The Work Done In Me

By: Alysia McCord

I remember as a 26-year-old headed to the mission field how excited my husband and I were that we might be part of a church planting movement.  No matter how difficult our living situation might be, it was worth it; we were doing this for Jesus.

It’s true that our calling made the difficulties of life in our new country worth it!  Still, I had a rude awakening coming.  A college Bible teacher had complimented my ability as a teacher of the Word.  In my new country, I had control of very few words at all.  I didn’t even know the alphabet.  Cultural differences shocked and assailed me…were we really required to pay “tea money” every time our phone lines were cut?  Could I handle wearing a skirt every single day, even for exercise?  Could I face being laughed at when I chose the wrong word, or reduced to below the status of a kindergartener, who at least knew how to use chopsticks or ask for a toilet when he needed one? 

The entire experience our first term was, in a word, humbling.  But it was humility that I needed desperately!  To develop the language skills and friendships I would need in order to communicate the gospel, I would have to become a learner.  I would have to learn to laugh at myself when I made language mistakes; some of the things I said were actually hilarious (hilariously wrong, that is). I would have to learn to depend on others to give me words I didn’t know and to navigate the culture.  More than that, I needed to remember that a Holy God whose ways are higher than mine was and is in charge of me.  I needed to remember my place before him, and I needed then and still need now lessons in humility.

This change in me—this humiliation—this crumbling of dependence on self, was the great work I saw God do in our first term.  This was what HAD to happen for me to learn the language, to become an effective cross-cultural servant, and to grow in my faith in a God who forgave my sins even when I was still His enemy.  

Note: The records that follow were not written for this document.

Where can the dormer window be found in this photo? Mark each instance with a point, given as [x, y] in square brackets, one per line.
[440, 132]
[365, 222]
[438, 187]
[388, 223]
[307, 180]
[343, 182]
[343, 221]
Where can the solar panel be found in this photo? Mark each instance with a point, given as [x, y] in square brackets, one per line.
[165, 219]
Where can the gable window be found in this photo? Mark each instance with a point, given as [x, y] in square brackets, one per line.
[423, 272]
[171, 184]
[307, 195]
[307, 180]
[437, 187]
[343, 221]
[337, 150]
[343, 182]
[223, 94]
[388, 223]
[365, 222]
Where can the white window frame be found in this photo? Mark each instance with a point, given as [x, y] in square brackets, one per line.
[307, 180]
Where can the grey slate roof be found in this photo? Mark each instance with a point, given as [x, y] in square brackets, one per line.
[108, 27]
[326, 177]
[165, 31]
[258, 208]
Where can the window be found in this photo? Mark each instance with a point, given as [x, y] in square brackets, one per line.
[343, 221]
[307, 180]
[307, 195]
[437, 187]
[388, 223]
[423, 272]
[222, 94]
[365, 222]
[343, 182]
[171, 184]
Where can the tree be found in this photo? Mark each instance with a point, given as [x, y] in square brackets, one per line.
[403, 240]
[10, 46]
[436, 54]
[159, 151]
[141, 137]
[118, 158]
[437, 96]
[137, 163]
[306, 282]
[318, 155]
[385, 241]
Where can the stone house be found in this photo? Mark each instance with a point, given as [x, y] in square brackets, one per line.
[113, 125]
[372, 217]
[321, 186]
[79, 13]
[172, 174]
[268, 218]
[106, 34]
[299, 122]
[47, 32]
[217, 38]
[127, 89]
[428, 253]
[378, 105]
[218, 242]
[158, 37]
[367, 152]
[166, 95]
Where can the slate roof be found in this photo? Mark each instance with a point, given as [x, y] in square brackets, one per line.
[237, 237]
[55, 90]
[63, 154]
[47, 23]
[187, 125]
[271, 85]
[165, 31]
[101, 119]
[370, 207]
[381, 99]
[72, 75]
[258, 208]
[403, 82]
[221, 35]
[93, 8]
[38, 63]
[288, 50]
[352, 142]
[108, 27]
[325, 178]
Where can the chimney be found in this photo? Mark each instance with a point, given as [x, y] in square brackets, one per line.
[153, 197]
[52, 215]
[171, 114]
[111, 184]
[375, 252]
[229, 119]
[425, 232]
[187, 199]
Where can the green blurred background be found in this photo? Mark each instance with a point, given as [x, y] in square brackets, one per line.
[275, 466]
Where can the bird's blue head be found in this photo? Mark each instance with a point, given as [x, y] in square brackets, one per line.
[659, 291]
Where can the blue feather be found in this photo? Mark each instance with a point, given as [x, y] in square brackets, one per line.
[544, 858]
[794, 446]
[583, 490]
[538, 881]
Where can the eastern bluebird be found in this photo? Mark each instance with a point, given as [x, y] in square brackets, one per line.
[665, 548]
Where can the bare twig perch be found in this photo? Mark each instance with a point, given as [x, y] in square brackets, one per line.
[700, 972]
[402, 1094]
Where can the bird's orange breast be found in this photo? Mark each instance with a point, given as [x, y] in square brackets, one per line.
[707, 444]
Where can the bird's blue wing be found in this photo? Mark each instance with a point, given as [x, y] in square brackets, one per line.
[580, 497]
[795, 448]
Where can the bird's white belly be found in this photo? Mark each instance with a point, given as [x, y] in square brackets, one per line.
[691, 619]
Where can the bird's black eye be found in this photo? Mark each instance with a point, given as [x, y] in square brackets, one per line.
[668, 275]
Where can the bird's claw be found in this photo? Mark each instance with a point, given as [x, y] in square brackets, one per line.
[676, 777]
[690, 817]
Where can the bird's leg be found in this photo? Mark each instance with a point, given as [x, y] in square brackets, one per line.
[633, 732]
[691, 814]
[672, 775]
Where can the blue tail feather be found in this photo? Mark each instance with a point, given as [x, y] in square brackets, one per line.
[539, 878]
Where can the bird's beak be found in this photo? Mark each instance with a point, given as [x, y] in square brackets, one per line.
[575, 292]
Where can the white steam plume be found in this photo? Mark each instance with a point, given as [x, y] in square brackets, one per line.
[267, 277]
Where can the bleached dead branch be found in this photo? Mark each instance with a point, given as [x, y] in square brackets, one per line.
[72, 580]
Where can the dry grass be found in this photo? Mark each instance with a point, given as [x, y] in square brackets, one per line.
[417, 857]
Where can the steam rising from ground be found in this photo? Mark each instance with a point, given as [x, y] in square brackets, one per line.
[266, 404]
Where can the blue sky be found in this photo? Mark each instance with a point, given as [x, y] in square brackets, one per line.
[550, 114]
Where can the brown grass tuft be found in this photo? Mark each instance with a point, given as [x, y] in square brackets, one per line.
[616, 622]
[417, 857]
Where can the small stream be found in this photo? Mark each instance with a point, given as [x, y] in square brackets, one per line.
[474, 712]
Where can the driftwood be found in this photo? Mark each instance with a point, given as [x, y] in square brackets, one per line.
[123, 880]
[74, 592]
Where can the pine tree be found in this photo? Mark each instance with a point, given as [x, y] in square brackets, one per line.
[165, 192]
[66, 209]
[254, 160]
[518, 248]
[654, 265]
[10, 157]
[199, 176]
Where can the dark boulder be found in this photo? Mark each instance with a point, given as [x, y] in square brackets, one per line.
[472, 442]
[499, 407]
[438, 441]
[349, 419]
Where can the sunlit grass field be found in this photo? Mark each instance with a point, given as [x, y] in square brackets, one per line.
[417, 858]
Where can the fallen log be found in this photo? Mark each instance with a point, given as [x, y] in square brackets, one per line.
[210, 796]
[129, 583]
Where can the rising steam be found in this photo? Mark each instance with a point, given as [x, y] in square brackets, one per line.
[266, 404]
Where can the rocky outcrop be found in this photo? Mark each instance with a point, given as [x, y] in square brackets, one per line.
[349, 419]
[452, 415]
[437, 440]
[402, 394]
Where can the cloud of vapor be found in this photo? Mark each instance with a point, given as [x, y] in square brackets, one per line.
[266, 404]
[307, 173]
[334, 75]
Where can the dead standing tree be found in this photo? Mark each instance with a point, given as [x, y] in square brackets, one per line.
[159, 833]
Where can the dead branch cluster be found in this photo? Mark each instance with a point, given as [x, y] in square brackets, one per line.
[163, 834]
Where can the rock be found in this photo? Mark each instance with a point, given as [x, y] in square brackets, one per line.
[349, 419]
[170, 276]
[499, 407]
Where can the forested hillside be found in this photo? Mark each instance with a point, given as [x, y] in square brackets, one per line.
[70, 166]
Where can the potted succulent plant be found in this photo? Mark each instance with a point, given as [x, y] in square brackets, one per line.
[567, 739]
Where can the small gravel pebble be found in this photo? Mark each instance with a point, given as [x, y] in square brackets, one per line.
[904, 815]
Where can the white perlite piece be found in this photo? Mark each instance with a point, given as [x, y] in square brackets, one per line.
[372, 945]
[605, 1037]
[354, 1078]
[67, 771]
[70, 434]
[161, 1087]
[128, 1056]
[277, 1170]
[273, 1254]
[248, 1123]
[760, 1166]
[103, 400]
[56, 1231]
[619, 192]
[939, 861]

I would encourage a first term missionary now, and even a volunteer, to,yes, as William Carey once said, “Expect great things from God…”* The great work, however, you see God do in your first visit or first experience in crossing cultures may be the great work of cultivating humility in your heart.  That important work of humbling ourselves, even as Jesus did in Philippians 2, is an important spiritual exercise and may be an important social exercise as well.  If we Americans can take on a posture of learner before other cultures, there is a wealth of knowledge to gain.  We can use this knowledge to effectively share the gospel.  We can grow in our ability to exercise obedience to Jesus’s great commission.  We can show the world that we have not only something to give but something to learn.  As we learn, we can experience God’s great world and make friendships.  Some of those friendship just might lead us into new steps of faith and obedience.